Off the trail she tracked the sound, against Samara’s frustrated bellow behind her. Once within the cover of the tall trees, she picked up the scent of blood, and she continued until she reached the wide clearing in the middle of nowhere. She didn’t need to see him to know, from the smell of his blood she knew it was a wolf.
There in a pool of blood was a black wolf, bigger than she’d ever seen. He stirred and managed a groan when he sensed her, and Evie looked about her surrounding with caution. Her instincts, if she were the least bit normal, would be to flee. Wolves and their packs were unpredictable, but he was hurt, and she was the farthest thing from normal—lucky for him.
Samara screeched to a stop beside Evie and sucked in a gasp. “That’s a black fur, we need to leave,” she whispered.
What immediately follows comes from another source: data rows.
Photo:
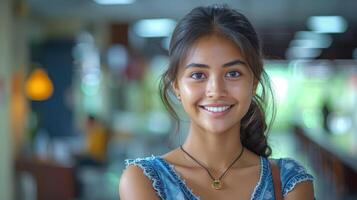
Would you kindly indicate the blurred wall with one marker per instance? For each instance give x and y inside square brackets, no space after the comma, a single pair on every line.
[6,185]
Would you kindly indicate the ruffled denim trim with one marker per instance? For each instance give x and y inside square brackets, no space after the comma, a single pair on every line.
[150,172]
[294,181]
[263,171]
[179,180]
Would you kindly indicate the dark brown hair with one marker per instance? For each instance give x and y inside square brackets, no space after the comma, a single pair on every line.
[222,20]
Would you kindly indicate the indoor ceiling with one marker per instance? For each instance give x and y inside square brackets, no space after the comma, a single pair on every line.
[277,21]
[262,13]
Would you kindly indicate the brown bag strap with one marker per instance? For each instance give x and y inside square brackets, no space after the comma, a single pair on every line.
[276,180]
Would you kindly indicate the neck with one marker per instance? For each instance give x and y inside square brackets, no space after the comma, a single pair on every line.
[215,150]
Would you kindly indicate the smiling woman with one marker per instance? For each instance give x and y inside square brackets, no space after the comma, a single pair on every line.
[215,68]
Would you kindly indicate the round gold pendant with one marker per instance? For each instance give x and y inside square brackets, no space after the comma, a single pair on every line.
[217,184]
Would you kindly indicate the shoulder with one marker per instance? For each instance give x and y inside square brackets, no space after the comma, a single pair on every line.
[136,181]
[295,179]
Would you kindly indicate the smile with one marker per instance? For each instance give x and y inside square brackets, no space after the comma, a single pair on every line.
[217,109]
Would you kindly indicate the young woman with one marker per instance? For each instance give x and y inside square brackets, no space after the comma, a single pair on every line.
[215,68]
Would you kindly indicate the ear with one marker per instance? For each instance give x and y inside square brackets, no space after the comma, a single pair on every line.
[255,85]
[175,87]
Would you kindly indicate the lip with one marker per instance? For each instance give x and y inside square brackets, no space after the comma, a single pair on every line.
[216,114]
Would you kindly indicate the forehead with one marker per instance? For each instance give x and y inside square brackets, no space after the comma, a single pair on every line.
[213,48]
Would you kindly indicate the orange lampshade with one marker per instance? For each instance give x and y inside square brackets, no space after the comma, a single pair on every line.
[39,86]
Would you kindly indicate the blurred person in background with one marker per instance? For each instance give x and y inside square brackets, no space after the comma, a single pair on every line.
[96,139]
[215,68]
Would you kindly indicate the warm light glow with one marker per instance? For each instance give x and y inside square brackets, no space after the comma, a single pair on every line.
[39,86]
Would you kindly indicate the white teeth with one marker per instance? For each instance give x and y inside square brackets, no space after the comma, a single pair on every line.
[216,109]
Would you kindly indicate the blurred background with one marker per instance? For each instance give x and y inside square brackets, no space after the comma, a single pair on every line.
[79,79]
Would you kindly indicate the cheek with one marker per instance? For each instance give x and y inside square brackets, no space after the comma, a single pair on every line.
[191,92]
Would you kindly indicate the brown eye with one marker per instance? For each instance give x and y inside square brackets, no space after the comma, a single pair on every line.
[198,76]
[233,74]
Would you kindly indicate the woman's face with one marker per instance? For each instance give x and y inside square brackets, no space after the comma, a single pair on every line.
[215,84]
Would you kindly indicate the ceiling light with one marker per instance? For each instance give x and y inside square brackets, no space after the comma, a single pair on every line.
[327,24]
[154,27]
[114,2]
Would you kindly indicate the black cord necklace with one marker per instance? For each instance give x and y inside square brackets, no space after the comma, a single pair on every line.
[216,183]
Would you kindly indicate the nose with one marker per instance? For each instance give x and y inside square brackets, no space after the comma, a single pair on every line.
[216,88]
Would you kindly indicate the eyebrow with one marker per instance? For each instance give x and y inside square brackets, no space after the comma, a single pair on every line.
[228,64]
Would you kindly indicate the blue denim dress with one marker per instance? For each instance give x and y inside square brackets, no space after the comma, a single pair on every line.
[170,186]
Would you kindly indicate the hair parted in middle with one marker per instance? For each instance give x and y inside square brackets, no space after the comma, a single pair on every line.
[228,23]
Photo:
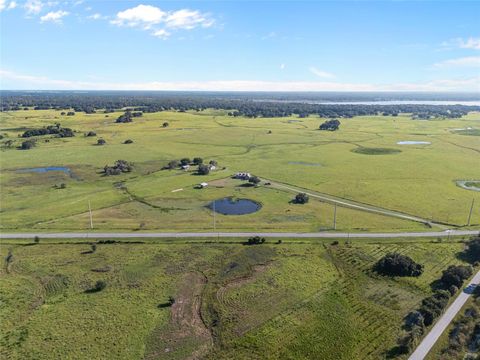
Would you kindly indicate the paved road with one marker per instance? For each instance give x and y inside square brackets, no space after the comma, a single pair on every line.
[329,235]
[442,323]
[352,204]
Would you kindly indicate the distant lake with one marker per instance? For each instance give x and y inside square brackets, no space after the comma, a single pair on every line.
[45,169]
[383,102]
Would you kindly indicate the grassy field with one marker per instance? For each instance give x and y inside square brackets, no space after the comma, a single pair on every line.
[295,300]
[361,161]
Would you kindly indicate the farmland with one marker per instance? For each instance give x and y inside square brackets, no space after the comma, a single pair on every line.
[295,299]
[361,162]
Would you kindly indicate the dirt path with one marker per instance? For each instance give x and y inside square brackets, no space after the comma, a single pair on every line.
[257,269]
[186,332]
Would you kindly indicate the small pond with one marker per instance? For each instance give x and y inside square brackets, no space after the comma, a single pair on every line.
[469,184]
[303,163]
[231,206]
[45,169]
[411,142]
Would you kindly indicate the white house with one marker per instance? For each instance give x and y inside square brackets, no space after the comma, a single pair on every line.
[242,176]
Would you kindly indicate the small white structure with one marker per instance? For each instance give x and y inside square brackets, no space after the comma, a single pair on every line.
[242,176]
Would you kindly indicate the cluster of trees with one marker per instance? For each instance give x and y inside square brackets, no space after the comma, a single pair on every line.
[120,166]
[49,130]
[248,104]
[128,116]
[28,144]
[395,264]
[203,169]
[472,250]
[301,198]
[256,240]
[465,334]
[330,125]
[432,306]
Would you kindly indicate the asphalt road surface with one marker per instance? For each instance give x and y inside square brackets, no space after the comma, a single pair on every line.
[442,323]
[328,235]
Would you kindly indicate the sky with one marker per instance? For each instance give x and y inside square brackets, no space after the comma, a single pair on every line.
[240,45]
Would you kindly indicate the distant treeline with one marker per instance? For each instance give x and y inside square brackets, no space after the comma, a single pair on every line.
[49,130]
[236,104]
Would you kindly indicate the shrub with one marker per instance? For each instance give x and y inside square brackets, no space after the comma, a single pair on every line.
[9,257]
[395,264]
[455,275]
[301,198]
[28,144]
[255,180]
[330,125]
[197,161]
[99,286]
[473,249]
[203,169]
[173,164]
[120,166]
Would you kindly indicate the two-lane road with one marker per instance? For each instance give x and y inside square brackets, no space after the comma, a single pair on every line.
[327,235]
[441,325]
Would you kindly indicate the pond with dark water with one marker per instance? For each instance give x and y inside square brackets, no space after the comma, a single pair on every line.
[231,206]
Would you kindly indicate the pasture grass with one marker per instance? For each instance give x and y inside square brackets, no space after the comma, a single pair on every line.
[419,180]
[298,299]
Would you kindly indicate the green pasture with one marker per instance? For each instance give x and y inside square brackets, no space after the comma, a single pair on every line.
[280,301]
[361,162]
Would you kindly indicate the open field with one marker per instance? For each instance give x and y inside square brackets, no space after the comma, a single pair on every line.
[297,299]
[360,162]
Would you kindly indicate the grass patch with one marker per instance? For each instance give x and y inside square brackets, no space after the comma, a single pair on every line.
[376,151]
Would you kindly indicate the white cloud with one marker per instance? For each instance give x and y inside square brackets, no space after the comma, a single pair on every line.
[187,19]
[33,6]
[96,16]
[320,73]
[270,35]
[141,15]
[40,82]
[54,16]
[161,33]
[7,5]
[468,61]
[470,43]
[149,17]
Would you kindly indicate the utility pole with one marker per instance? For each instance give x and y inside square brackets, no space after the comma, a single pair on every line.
[214,218]
[471,210]
[335,217]
[90,211]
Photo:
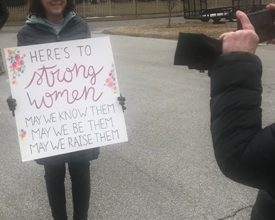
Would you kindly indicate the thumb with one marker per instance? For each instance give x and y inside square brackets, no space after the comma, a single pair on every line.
[246,24]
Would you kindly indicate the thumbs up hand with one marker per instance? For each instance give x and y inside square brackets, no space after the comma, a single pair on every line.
[245,40]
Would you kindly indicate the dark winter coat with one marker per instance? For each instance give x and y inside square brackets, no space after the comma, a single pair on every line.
[4,13]
[245,151]
[39,31]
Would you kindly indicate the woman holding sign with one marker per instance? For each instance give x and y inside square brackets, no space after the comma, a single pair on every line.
[53,21]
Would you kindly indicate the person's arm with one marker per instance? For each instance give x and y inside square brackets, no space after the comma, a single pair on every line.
[4,13]
[244,151]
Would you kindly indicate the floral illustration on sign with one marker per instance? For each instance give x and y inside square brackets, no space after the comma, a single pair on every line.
[111,80]
[22,134]
[16,63]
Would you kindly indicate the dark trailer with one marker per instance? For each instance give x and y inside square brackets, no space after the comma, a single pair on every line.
[218,9]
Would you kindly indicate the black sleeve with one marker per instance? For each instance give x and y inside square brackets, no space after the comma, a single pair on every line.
[4,13]
[245,151]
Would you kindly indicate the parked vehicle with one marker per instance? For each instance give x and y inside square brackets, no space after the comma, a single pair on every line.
[207,9]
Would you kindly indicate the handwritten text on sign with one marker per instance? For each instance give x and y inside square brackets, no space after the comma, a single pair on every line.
[66,96]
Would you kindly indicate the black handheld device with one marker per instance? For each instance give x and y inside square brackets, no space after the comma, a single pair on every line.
[263,22]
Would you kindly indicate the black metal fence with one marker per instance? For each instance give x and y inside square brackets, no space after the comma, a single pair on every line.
[104,8]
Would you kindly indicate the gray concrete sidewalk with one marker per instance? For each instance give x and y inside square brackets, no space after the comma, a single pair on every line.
[167,170]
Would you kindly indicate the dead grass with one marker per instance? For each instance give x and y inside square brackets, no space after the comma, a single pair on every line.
[162,31]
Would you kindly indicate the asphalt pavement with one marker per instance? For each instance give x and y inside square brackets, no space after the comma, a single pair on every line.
[167,169]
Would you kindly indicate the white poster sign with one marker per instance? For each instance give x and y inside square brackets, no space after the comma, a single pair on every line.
[66,95]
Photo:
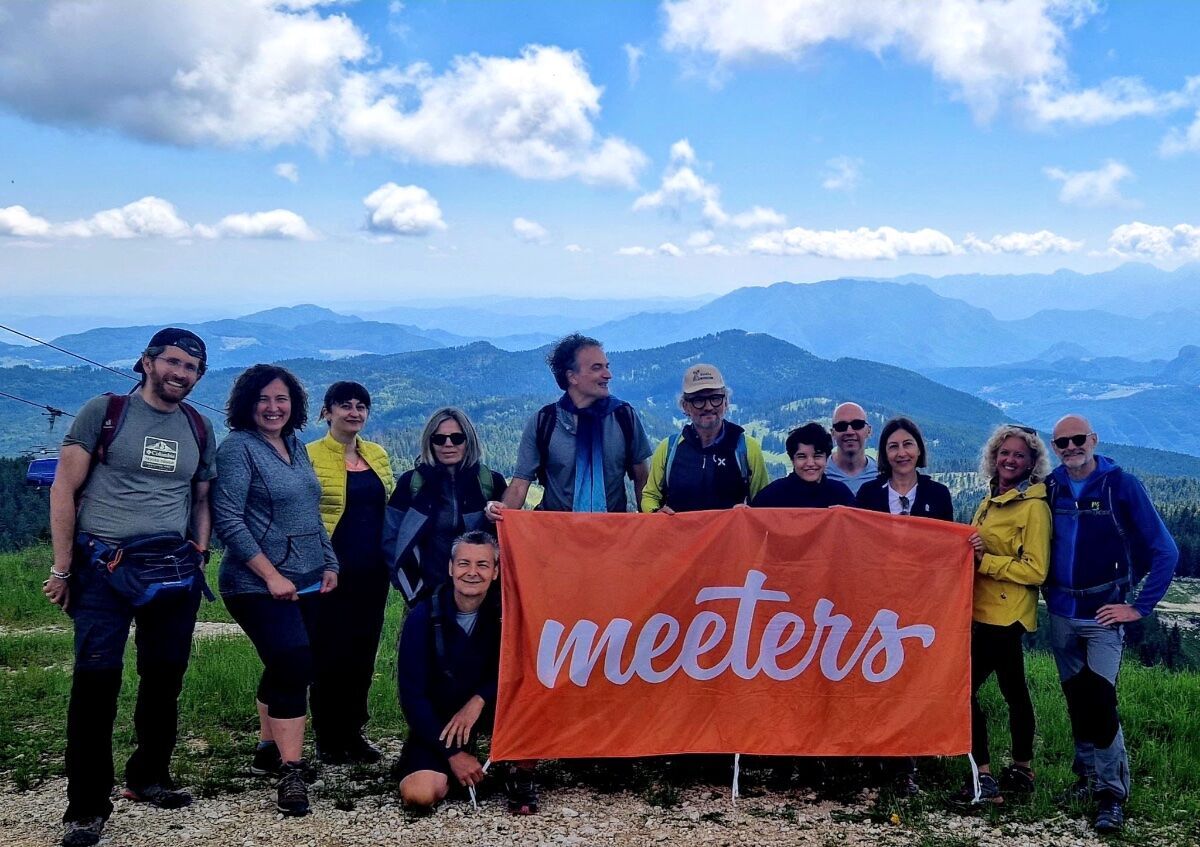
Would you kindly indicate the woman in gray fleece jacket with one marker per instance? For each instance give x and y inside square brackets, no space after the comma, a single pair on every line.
[277,559]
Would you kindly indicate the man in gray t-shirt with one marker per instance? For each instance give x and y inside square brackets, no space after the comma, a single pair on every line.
[132,466]
[581,448]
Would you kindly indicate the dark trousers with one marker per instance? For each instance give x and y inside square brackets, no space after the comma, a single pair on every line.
[345,641]
[997,649]
[163,640]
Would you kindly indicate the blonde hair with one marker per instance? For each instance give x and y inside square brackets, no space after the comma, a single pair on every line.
[472,452]
[1039,468]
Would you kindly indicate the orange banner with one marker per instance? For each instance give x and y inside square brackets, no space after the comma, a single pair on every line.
[772,631]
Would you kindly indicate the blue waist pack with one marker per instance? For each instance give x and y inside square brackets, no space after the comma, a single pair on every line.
[148,566]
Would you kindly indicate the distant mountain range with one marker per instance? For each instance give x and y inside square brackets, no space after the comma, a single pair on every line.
[775,386]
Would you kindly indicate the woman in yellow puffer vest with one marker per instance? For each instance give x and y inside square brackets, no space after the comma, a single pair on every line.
[1012,554]
[355,481]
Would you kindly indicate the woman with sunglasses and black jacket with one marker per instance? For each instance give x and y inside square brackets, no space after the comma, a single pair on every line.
[438,500]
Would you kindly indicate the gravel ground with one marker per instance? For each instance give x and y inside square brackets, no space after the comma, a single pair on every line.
[569,817]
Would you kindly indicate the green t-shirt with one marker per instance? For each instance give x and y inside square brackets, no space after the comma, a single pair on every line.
[145,486]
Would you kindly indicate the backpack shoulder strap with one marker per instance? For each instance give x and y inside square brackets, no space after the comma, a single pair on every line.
[672,446]
[114,418]
[624,415]
[547,418]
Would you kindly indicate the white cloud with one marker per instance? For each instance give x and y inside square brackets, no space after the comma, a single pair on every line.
[403,210]
[665,248]
[1107,103]
[682,187]
[885,242]
[843,173]
[288,170]
[277,223]
[1147,241]
[529,232]
[532,115]
[985,52]
[16,221]
[1099,187]
[148,217]
[186,72]
[1023,244]
[153,217]
[633,60]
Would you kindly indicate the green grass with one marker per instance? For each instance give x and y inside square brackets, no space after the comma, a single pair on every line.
[219,728]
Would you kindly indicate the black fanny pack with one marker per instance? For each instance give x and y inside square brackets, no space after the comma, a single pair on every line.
[148,566]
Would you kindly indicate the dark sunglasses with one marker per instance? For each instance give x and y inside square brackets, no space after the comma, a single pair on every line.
[1078,440]
[441,438]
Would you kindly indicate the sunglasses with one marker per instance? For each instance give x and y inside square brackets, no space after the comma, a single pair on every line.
[441,438]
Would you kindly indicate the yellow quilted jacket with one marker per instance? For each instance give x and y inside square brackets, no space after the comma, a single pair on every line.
[1015,530]
[328,458]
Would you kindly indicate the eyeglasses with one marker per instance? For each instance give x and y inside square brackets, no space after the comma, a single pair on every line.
[179,364]
[441,438]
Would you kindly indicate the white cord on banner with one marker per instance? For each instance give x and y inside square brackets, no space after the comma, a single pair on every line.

As expected, Evie shot her a dismissive glare and turned back to the wolf.
He winced and tried to move but slouched back down with a stifled groan. Evie approached, with catlike tread. Above her, she noticed the almost non-existent moon had come out to watch—full and bright, and goading her closer to the wolf.
“Easy, black fur,” she murmured lowering to him. Then she reached out gently and stroked his fur, he shuddered beneath her touch, his chill passed to her, and she quivered as well.
Gently, she felt around the wound on his sternum. “Who did this to you?” The bullet was still lodged inside, which explained why he was still inhibited and bleeding out. If he shifted back, he could make it worse. On a whim, she cast a quick glance at him and froze—strong unfaltering silver eyes were watching her. Her bright silver eyes twirled in response, and she shut them against the burning sensation of his gaze.
“We don’t know, they may still be around, Evie. We need to get out of here.” Samara was beside her now.
“Maybe if you helped, this will be over quickly. Use your spells.” Evie shot at her.
Samara glanced at the wolf; his eyes were fixed on Evie with a Stoic gentleness. “I am not a healer, there’s nothing I can do here.”
Evie turned back to tend the black furred wolf, he was just as large as her brother Liam. Who would hunt a black fur? They were the most dangerous of the blessed wolves.
“Black fur, this will hurt. I need to get the bullet out.” He motioned with his head, prodding Evie to proceed, and she paused for a moment. Dread gnawed at her insides as her eyes held his against the zing and fluttering in her stomach, she knew this phenomenon, with the wolves, could it be?
With a slight shake of her head, she turned back to his wound and dug her delicate slender fingers into it, fishing around gently for the slug. He whimpered and she stroked his head to console him. As soon as her fingers caught on the bullet, she pulled it out and tossed it aside. She undid her cloak at full tilt and taking great care, pressed it against his wound.
“You’ll be alright, black fur,” She said more to herself. “Sam, we need to clean his wound and—”
The howls sounded from the woods behind them and her eyes fell on Samara—his wolves were here.
“We need to go, come on!” Samara shot to her feet and tugged on Evie’s arm.
Evie tore away from him and rose. “That’s my queue,” she whispered to him as he continued to watch her. “You’ll be alright.” She stroked his face with a smile and scurried off with Samara.
“Ex hac nostra odorem subvertet.” Samara’s chant travelled through the woods with a reverberating wind.
“Samara?” Evie climbed into the Lexus after her and fastened her seat belt, then she noticed black fur’s blood on her hands.
“I know, drive like crazy.” Sam stepped on the gas and sped off into the night as the howls drew closer.
Ex hac nostra odorem subvertet - a chant to mask their scents.